Pyłek w Oku Boga Larry Niven 6,9
![Pyłek w Oku Boga](https://s.lubimyczytac.pl/upload/books/5063000/5063634/1117688-352x500.jpg)
ocenił(a) na 68 tyg. temu Autorzy nie pozostawiają złudzeń, że „Pyłek...” to duża rzecz: raz ze względu na objętość powieści, dwa na umiejscowienie w czasie – a mamy trzecie tysiąclecie.
Harold Blaine jest lordem komandorem Imperialnej Floty Kosmicznej. To skrupulatny, myślący nieszablonowo młody człowiek. Ta nieszablonowość w myśleniu i działaniu powinna przysparzać mu wrogów i kłopotów, ale życie ma swoje prawa więc Blaine, miast ponosić karę, konsekwentnie awansuje. Jego aktualne zadanie to przetransportować bezpiecznie Sandrę Foller (antropolog z zacnej arystokratycznej rodziny) i Horacego Burego (kupca i szuję jednocześnie). Zadanie trudnym się nie wydaje, szczególnie jeśli dowodzi się statkiem kosmicznym z wyższej półki. I trudne nie jest do momentu kiedy załoga napotyka nieznany statek kosmiczny, a w nim... Obcego. Choć martwy, nie ma wątpliwości że jest/był przedstawicielem myślącej, technicznie zaawansowanej cywilizacji. Teraz priorytety się zmieniają, ten sam Blaine „wsparty” dodatkowo obecnością Horacego Horvantha (ministra nauki) Davida Hardego (kapelana) i licznej grupy naukowców wyrusza na spotkanie Motów (z braku pomysłów tak ich nazwano)),a to wszystko pod czujnym okiem admirała Kutuzowa, który na czuwać nad bezpieczeństwem i strzec tajemnic technologicznych Imperium. Blaine nie domyśla się, że przyjdzie mu walczyć z krasnalami/zegarmistrzami, a Motowie nie są tak otwarci i szczerzy jak zapowiada pierwszy z nimi kontakt.

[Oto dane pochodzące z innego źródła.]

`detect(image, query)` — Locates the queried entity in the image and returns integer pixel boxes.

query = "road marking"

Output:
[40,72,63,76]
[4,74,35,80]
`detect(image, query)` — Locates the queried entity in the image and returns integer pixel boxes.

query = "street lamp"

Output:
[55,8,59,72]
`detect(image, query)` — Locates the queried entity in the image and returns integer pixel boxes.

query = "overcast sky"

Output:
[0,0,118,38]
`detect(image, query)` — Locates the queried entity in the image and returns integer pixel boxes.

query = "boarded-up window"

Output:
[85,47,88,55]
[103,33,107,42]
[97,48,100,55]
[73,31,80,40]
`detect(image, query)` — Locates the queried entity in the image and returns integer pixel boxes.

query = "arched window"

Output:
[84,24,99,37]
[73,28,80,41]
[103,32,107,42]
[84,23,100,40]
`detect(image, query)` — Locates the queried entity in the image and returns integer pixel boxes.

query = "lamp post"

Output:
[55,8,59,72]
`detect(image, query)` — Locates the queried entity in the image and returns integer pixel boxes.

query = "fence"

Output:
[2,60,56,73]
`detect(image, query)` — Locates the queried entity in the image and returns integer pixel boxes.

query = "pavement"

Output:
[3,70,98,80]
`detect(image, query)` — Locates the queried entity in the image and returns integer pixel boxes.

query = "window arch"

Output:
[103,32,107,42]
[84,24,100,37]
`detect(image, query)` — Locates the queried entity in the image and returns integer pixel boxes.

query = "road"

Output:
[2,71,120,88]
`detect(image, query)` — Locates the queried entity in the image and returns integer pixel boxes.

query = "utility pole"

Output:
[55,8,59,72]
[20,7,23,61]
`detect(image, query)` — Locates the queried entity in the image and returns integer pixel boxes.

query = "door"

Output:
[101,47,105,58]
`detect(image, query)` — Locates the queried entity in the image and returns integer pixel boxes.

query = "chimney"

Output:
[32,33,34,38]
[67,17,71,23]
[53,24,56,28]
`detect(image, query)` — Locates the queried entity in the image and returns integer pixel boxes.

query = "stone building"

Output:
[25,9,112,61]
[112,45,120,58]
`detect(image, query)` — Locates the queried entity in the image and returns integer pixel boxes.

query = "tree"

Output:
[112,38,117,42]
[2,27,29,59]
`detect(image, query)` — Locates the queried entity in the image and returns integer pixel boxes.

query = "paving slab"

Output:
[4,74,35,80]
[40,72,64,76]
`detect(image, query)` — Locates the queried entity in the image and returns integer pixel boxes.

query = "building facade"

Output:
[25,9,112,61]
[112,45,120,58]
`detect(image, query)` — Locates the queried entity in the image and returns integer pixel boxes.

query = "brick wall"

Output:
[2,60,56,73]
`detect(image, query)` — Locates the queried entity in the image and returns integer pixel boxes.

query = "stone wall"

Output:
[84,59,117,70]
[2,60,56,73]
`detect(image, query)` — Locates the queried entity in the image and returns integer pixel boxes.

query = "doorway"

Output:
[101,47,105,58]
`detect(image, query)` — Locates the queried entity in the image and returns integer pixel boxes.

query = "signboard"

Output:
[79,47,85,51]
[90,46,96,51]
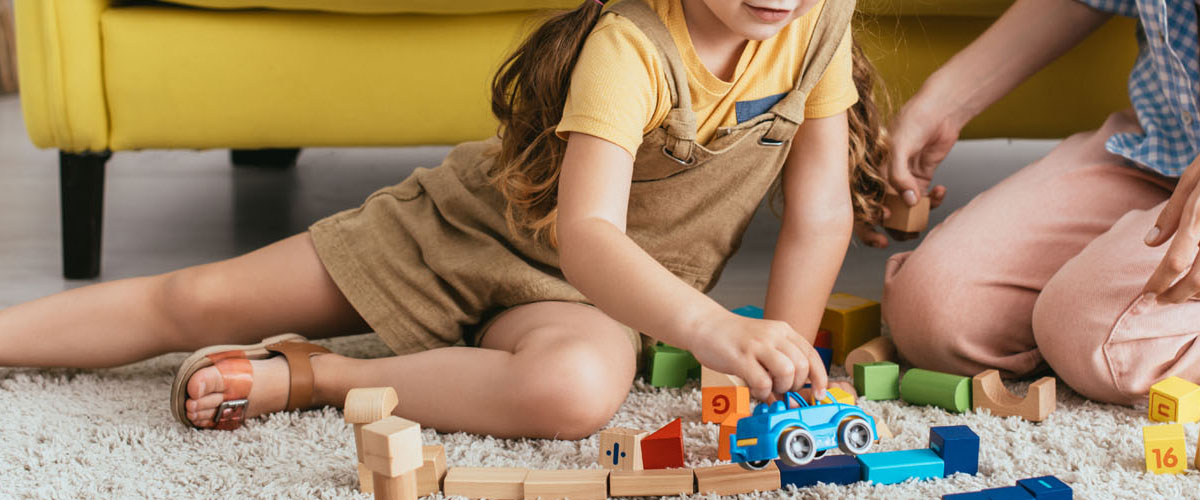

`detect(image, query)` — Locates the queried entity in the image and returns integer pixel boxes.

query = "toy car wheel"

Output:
[740,460,770,470]
[779,427,817,466]
[838,417,875,454]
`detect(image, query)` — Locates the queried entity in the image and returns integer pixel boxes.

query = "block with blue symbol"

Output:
[775,454,863,488]
[596,427,649,470]
[929,426,979,477]
[1016,476,1074,500]
[858,448,946,484]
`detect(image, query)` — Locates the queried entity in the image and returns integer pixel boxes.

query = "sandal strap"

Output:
[206,350,254,430]
[265,341,330,411]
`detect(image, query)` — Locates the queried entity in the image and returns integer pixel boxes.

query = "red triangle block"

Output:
[642,418,683,469]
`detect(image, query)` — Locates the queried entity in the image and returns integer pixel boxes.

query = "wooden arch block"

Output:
[971,369,1055,422]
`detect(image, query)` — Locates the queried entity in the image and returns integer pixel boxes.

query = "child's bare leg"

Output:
[0,234,367,368]
[193,302,636,439]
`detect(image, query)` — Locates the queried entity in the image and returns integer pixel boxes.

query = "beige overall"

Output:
[310,0,854,354]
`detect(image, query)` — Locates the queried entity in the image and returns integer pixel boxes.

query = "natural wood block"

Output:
[443,466,529,500]
[821,294,882,365]
[971,369,1056,422]
[596,427,649,470]
[608,469,696,496]
[371,470,416,500]
[358,463,374,493]
[1150,376,1200,423]
[1141,423,1188,474]
[842,337,896,375]
[416,445,446,496]
[694,462,780,495]
[700,366,746,387]
[524,469,608,500]
[883,193,930,233]
[700,386,750,423]
[343,387,400,423]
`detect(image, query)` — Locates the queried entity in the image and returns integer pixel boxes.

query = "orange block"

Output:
[716,411,750,460]
[700,387,750,423]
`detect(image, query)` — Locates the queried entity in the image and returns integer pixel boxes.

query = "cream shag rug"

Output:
[0,336,1200,500]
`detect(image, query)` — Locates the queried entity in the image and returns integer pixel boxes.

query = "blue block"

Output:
[775,454,863,488]
[979,486,1033,500]
[1016,476,1074,500]
[858,448,946,484]
[929,426,979,476]
[733,306,762,319]
[942,492,988,500]
[816,348,833,373]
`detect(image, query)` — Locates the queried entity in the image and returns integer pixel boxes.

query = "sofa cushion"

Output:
[147,0,1013,17]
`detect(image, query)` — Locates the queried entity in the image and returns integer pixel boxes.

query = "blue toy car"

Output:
[730,392,876,470]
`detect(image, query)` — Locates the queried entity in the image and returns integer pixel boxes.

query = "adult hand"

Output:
[854,92,962,248]
[1142,158,1200,303]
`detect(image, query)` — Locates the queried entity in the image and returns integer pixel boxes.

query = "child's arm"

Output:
[558,133,830,399]
[764,113,854,352]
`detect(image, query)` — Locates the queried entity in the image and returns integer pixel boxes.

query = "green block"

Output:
[646,343,700,387]
[900,368,971,414]
[854,361,900,400]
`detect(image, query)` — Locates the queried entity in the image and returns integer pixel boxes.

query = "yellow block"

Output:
[700,387,750,423]
[1150,376,1200,423]
[821,294,882,365]
[1141,423,1188,474]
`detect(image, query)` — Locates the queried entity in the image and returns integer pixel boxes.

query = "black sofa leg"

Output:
[229,147,300,168]
[59,151,112,279]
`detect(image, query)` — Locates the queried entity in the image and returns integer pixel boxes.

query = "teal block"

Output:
[858,448,946,484]
[854,361,900,400]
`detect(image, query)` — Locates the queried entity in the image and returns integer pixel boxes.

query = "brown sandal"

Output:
[170,333,329,430]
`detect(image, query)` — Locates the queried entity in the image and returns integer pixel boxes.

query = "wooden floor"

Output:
[0,95,1054,307]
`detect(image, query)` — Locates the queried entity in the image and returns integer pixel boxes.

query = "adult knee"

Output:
[518,343,630,439]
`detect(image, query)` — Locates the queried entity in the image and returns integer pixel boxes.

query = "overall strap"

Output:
[760,0,856,145]
[610,0,700,163]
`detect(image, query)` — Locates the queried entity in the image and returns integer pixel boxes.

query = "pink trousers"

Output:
[883,112,1200,404]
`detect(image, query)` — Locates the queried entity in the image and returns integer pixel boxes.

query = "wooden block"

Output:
[596,427,649,470]
[362,416,425,476]
[524,469,608,500]
[359,464,374,494]
[883,193,930,234]
[716,411,750,460]
[416,445,446,496]
[1141,423,1188,474]
[444,466,529,500]
[971,369,1056,422]
[642,418,683,469]
[700,387,750,423]
[694,462,780,495]
[842,337,896,375]
[608,469,696,496]
[371,470,416,500]
[1150,376,1200,423]
[820,294,882,365]
[344,387,400,423]
[700,366,746,387]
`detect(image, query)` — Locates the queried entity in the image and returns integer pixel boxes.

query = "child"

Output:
[0,0,882,439]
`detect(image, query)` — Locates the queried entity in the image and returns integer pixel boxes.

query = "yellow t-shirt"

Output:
[556,0,858,156]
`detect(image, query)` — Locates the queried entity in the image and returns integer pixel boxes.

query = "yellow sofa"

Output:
[16,0,1136,278]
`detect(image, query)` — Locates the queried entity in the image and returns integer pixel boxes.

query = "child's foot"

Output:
[185,356,294,427]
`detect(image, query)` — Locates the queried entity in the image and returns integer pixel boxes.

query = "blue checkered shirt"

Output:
[1079,0,1200,177]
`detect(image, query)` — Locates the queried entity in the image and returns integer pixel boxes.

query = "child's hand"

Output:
[689,312,829,400]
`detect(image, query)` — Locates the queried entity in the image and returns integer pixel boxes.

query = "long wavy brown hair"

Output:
[488,0,887,246]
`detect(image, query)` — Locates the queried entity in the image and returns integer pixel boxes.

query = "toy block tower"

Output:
[642,418,683,469]
[1150,376,1200,423]
[596,427,649,470]
[344,387,400,493]
[821,294,882,365]
[1141,423,1188,474]
[362,416,425,500]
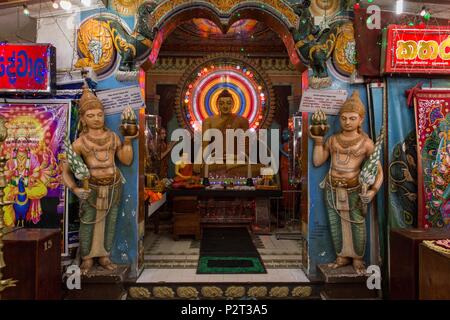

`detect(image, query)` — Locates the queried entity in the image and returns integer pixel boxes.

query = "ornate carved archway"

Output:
[149,0,305,70]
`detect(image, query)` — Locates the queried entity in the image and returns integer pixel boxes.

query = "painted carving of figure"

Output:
[310,91,383,274]
[62,87,138,274]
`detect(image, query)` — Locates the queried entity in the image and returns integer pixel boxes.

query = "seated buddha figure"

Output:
[202,89,250,175]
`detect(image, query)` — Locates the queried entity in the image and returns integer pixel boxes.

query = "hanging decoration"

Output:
[292,1,355,89]
[382,25,450,74]
[414,90,450,228]
[0,43,56,94]
[75,2,157,79]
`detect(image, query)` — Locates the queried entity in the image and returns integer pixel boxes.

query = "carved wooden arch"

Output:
[144,0,306,71]
[174,53,276,131]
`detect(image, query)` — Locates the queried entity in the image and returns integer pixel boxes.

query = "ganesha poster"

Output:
[414,90,450,228]
[0,100,70,253]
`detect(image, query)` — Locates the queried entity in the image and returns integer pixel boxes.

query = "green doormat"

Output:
[197,228,266,274]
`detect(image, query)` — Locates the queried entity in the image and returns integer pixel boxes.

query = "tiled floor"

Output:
[137,233,309,283]
[137,269,309,283]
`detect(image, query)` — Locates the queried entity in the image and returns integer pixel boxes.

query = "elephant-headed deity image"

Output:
[309,91,384,274]
[3,112,61,227]
[75,2,157,76]
[291,0,355,89]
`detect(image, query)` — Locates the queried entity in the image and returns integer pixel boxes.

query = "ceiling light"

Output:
[395,0,403,14]
[59,0,72,11]
[23,4,30,16]
[420,6,427,17]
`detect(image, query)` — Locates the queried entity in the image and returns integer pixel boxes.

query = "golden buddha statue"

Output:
[202,89,250,176]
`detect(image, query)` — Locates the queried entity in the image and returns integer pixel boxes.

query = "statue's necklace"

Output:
[335,134,364,166]
[83,134,114,162]
[336,134,364,148]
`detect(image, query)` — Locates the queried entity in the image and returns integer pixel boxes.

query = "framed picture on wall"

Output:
[0,100,71,255]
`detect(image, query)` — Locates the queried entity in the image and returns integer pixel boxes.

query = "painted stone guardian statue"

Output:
[309,91,383,274]
[62,87,139,274]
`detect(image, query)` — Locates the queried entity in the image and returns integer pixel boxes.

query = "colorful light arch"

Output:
[177,55,273,131]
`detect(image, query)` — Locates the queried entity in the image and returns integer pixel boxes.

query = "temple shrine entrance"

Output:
[138,5,309,285]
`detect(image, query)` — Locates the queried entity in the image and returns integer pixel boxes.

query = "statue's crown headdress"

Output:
[339,90,366,118]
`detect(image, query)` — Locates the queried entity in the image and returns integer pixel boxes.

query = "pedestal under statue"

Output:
[310,91,383,274]
[62,87,139,274]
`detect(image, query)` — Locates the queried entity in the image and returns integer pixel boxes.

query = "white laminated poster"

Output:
[299,89,348,115]
[97,86,145,115]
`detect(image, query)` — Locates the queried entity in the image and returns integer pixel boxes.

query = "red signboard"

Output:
[384,25,450,74]
[0,43,56,93]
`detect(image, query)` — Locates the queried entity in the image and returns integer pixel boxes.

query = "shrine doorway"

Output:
[138,1,309,285]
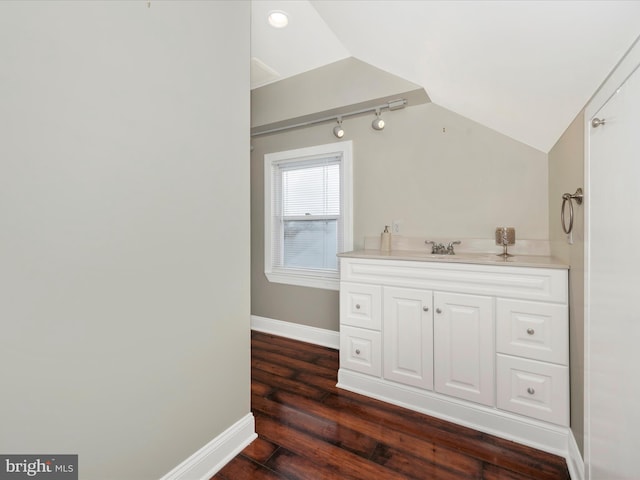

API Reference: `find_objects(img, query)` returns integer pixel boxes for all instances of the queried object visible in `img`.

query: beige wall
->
[251,104,548,331]
[549,112,585,451]
[0,1,250,480]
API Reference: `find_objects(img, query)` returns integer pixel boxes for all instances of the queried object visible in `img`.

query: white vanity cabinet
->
[383,286,433,390]
[433,292,495,405]
[338,252,569,450]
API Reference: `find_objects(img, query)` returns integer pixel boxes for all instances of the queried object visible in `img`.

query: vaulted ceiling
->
[251,0,640,152]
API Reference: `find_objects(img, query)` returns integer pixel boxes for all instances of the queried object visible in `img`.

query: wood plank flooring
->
[211,332,570,480]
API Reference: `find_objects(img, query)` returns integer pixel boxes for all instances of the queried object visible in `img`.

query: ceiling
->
[251,0,640,152]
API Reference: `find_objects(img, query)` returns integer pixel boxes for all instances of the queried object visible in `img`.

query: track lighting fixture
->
[251,98,407,138]
[333,117,344,138]
[371,108,384,130]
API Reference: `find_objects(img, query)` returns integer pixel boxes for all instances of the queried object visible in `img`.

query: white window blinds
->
[271,155,343,271]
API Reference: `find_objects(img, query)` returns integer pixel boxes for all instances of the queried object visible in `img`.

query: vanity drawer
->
[496,298,569,365]
[340,282,382,331]
[340,325,382,377]
[496,355,569,426]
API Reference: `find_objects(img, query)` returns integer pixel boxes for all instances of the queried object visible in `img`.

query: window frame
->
[264,140,353,290]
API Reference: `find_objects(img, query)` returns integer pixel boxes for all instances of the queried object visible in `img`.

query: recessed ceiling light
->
[268,10,289,28]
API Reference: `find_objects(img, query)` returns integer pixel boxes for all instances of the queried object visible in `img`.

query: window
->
[264,142,353,290]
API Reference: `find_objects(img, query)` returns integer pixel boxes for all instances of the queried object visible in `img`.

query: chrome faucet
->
[424,240,462,255]
[447,240,462,255]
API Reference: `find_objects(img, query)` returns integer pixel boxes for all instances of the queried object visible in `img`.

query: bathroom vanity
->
[338,250,569,452]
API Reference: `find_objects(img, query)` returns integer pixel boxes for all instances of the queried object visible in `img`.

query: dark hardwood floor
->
[212,332,569,480]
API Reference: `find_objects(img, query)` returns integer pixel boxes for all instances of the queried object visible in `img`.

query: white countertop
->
[338,250,569,269]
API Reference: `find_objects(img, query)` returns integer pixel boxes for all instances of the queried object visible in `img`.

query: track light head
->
[333,117,344,138]
[371,109,384,130]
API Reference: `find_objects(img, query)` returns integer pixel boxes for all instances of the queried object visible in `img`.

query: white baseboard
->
[251,315,340,350]
[567,432,585,480]
[160,413,258,480]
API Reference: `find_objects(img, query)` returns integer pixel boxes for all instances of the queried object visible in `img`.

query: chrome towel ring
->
[560,188,583,234]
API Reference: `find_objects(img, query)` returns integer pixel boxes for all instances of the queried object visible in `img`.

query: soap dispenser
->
[380,225,391,252]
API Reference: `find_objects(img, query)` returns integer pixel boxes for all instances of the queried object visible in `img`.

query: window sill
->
[264,271,340,291]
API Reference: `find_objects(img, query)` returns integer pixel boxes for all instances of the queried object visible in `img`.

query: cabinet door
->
[433,292,495,406]
[383,287,433,390]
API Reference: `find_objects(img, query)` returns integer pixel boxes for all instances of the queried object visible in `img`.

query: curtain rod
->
[251,98,407,137]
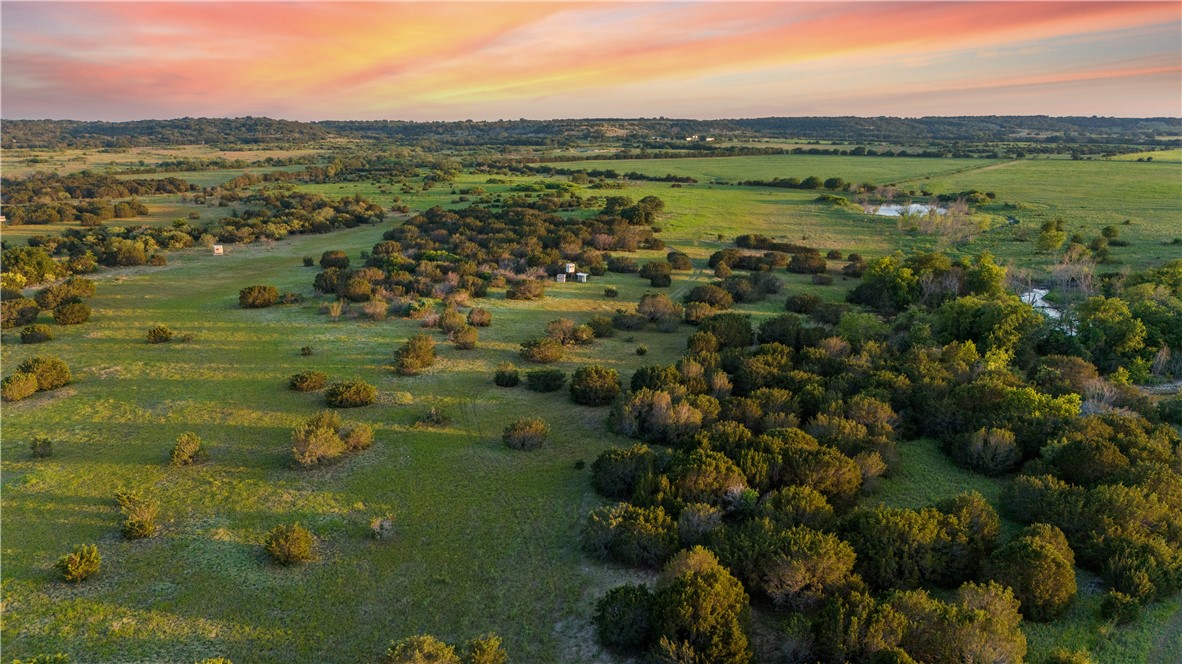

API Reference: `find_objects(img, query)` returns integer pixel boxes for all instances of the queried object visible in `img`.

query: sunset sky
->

Powieść jest jednym wielkim miszmaszem uczuć jakie mogą wzbudzić w czytelniku - od znużenia po zachwyt, od zadziwienia po uśmiech poblażliwości. Pierwsze kilkaset stron to ciekawa, ale monotonna warsztatowo opowieść o podróży kosmicznej. Poznajemy Imperium, poznajemy bohaterów, poznajemy technologię, poznajemy problemy z jakim Świat się boryka, a wszystko to jest jednowymiarowe. Nawet trudno oznaczyć głównego bohatera, bo wszyscy sobie równi i tak samo płascy. Momentem przełomowym jest oczywiście pierwszy kontakt z obcą cywilizacją. I tutaj zmienia się wiele: przede wszystkim narracji daleko do utartych schematów. Obcy (choć bardzo Obcy) są „przyjaźni”, ich serdeczność, i uległość wręcz, prawie usypia czujność. Drugim znaczącym odstępstwem jest relacja Naukowcy kontra twardogłowi Wojskowi. Wyjątkowo Naukowcy gubią gdzieś racjonalizm i rozsądek i gdyby nie chorobliwie podejrzliwy – z zawodu niejako – Wojskowi...
Na plus to bardzo przemyślana historia Pierwszego Kontaktu, zachowawczy Ziemianie i nie do końca uczciwi Obcy. Jedni i drudzy mają swoje tajemnice, pytanie tylko która z tajemnic jest bardziej niebezpieczna.
Na minus to właśnie ta jednowymiarowość bohaterów, Blaine – choć pracy łatwej nie ma – jest nijaki, Bury – szachraj z urodzenia – jest nijaki, Horvant - człowiek pozbawiony wyobraźni, ale nijaki. Jedynie admirał Kutuzow próbuje być charakterny. Więcej wigoru mają Obcy, a ich historia i tajemnica jest naprawdę ciekawa. To dość znacząco ubarwia opowieść, choć trzeba na to ubarwienie czekać cierpliwie. Reszta jest jak romans Blaine'a z Sally – przez całą powieść nic i nagle ślub.
Jednym zdaniem: temat doskonale dopracowany fabularnie i technicznie, zabrakło jedynie „kolorytu”.